Greetings from Rome!
I am here at Transform 2013, an outreach program of OM. At the airport while waiting for the bus to the conference, I stopped at a coffee shop for an after-lunch espresso, as is my habit. Next to me at the coffee bar was a friendly woman. She smiled and spoke to me in English. It turned out that she was also headed to Transform. We hit it off in an instant friendship. But Monica and I had no idea at the time just how compatible we were.
Transform in Rome is to prepare missionaries for short-term missions in the countries around the Mediterranean. “Where are you going after the conference?” Monica asked me. This would become one of the 2 most common questions to strike up conversation at the conference. The other being, “Where did you come from?” I told her that I’m from Texas, living in Milan, Italy, and going to Malta after the conference. Her smile widened and she said, “Me too!” Both our jaws dropped open. Right on cue, the bus arrived and took us to the conference. Monica and I rode together, each glad to have found a traveling companion.
When I arrived in Rome, I was already going on 2 nights in a row of only 4 hours sleep. Monday night (or technically, Tuesday morning) I awoke at 2AM with a migraine attack beginning. The enemy frequently tries to prevent me from going or from being effective on missions trips by attacking me with migraines. But the Lord said to get on my feet and fight. So I stood there in the dark room, rebuking the enemy silently so as not to awake my 3 roommates. The migraine immediately went away and I was able to get back to sleep, but had a 3rd night of only about 4 hours sleep. Something would have to break. The next night (yesterday morning) I woke up again at 2 and simply couldn’t get back to sleep. It wasn’t that my mind was busy, I just laid there feeling my breath going in and out, and not sleeping. About 11 that morning, I was considering going to the room to see if I could sleep through lunch.
But my morning prayer partner suggested that I pray with someone who knows about generational curses. She suggested this because I had opened up and told her about my concerns for my son, who had written on Facebook that he hadn’t been happy in a year, and had asked the question, “Why should I go on living?” I noted that it was about a year ago that his grandfather (my former father-in-law) had committed suicide. The person she led me to was Monica.
I told Monica about my son and father-in-law, and also that 4 months later, I also lost a close family friend to suicide. She said that there is a spirit of suicide and a spirit of death that are generational spirits. That means that they tend to cling to a person’s family, encouraging death among family members. I had already broken other such curses off my family, but not specifically suicide or death. I told her that in the last year that I lived with my husband, I suffered thoughts of suicide all day long, day-in and day-out. And that finally, when I left him, I was literally running for my life—not because of physical danger from him, but because of the danger that I might, in a moment of weakness, act upon those thoughts because of how intolerable life had become for me. One day I did come close, but instead called 911 and was referred to the County Mental Health Clinic, where I was given a prescription for an anti-depressant.
Monica took me to her room, laid hands on me and prayed for me, breaking the spirit of suicide and death. She prayed for the healing of my memories and other things that I don’t remember. What I do remember is that her hands smelled very nice and felt soothing on my skin. When I commented on the fragrance of her hands she showed me a little vial of Frankincense. It has a lovely smell! It’s really very soothing.

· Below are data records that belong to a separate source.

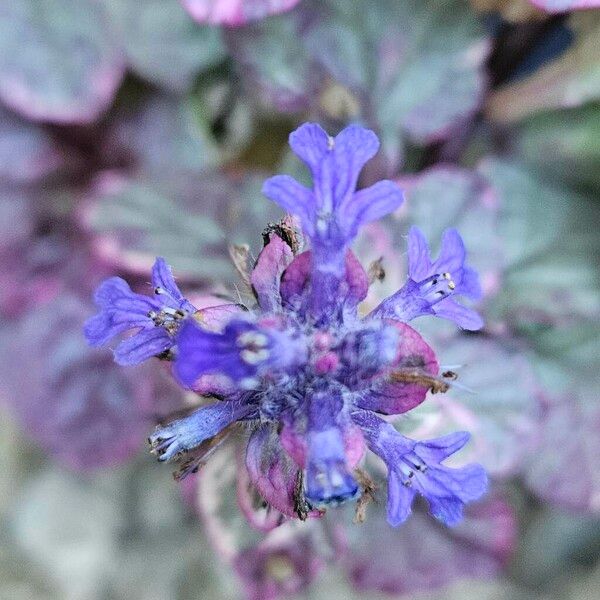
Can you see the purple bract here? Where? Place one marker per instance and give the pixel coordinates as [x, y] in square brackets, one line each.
[303, 369]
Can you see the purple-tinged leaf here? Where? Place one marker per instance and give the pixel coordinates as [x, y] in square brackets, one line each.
[161, 42]
[17, 220]
[562, 147]
[444, 196]
[408, 69]
[421, 556]
[558, 6]
[567, 82]
[235, 12]
[285, 563]
[565, 467]
[161, 136]
[73, 400]
[27, 152]
[186, 219]
[135, 220]
[58, 59]
[551, 280]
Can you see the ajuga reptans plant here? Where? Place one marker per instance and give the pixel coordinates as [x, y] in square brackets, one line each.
[313, 379]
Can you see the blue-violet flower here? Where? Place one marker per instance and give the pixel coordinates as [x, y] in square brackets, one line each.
[302, 368]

After Monica’s prayer, I felt my energy return. I did take a nap, but not until after lunch, and only for about 45 minutes. Last night I slept very well, getting about 8 hours—6 in a row!—thank You, Lord!

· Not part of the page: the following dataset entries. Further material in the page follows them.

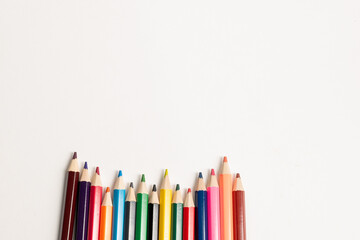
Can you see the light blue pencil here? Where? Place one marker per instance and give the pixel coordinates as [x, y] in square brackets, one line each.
[118, 208]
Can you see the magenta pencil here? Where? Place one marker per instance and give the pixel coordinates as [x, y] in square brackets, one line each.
[213, 208]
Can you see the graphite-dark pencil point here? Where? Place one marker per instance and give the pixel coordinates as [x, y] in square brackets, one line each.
[143, 178]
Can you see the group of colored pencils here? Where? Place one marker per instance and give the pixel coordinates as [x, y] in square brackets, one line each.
[218, 212]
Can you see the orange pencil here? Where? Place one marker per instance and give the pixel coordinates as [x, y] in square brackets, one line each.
[106, 217]
[226, 212]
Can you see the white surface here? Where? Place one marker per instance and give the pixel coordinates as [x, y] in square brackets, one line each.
[142, 86]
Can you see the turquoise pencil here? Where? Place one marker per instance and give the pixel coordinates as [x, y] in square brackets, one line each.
[118, 208]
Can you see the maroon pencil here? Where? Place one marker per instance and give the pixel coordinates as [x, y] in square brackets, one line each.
[67, 226]
[239, 209]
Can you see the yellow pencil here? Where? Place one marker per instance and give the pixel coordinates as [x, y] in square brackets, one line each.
[165, 208]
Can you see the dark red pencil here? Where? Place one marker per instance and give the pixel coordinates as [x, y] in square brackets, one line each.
[189, 217]
[67, 227]
[239, 209]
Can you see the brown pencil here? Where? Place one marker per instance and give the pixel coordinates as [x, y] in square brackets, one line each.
[70, 200]
[239, 209]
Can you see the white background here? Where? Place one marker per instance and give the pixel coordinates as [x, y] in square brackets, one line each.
[143, 86]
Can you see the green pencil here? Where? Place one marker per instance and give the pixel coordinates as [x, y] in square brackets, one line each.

Today almost everyone has gone into the city of Rome on outreach, taking many paperback Gospels of John in Italian, 3000 dvd’s of the Jesus film to give away, and thousands of tracts to hand out. I decided to stay behind, knowing that without a nap, I could never last a whole day into the evening, walking around Rome. On Fridays I pray for Italy from 3-4 in the afternoon. So I went to the prayer room, with their big floor map of the Mediterranean countries. I knelt down on Italy and prayed and wept over it. Then I stretched out over Italy, my heart right over Tuscany. For a long time I had no words to pray, just mute longing for the salvation of the people of Italy, and my heart beating over Tuscany.
Then I lifted up my head and saw the words printed on the corner of the map: “Ask Me, and I will make the nations your inheritance, the ends of the earth your possession,” (Psalm 2:8). It was 3 years ago, just before I went to Transform 2010, that I received a prophecy, saying (in part): “You will not just receive the blessing, but the whole inheritance.” So I stood to my feet and began to ask for the nations as my inheritance, and to claim the whole inheritance. As brokenhearted as I had earlier felt for Italy, I began to feel confident that God will indeed bless and save the people of Italy—no matter what their background.
Then I remembered a prophecy I received a few days ago, but read this morning: “When your faith is in what you want Me to do for you instead just wanting Me, it is misplaced,” (emphasis mine). Yes, my faith is in God Almighty, and He alone is the hope for Italy. God, who helped me yesterday when I was in trouble, can help Italy, too! God is good!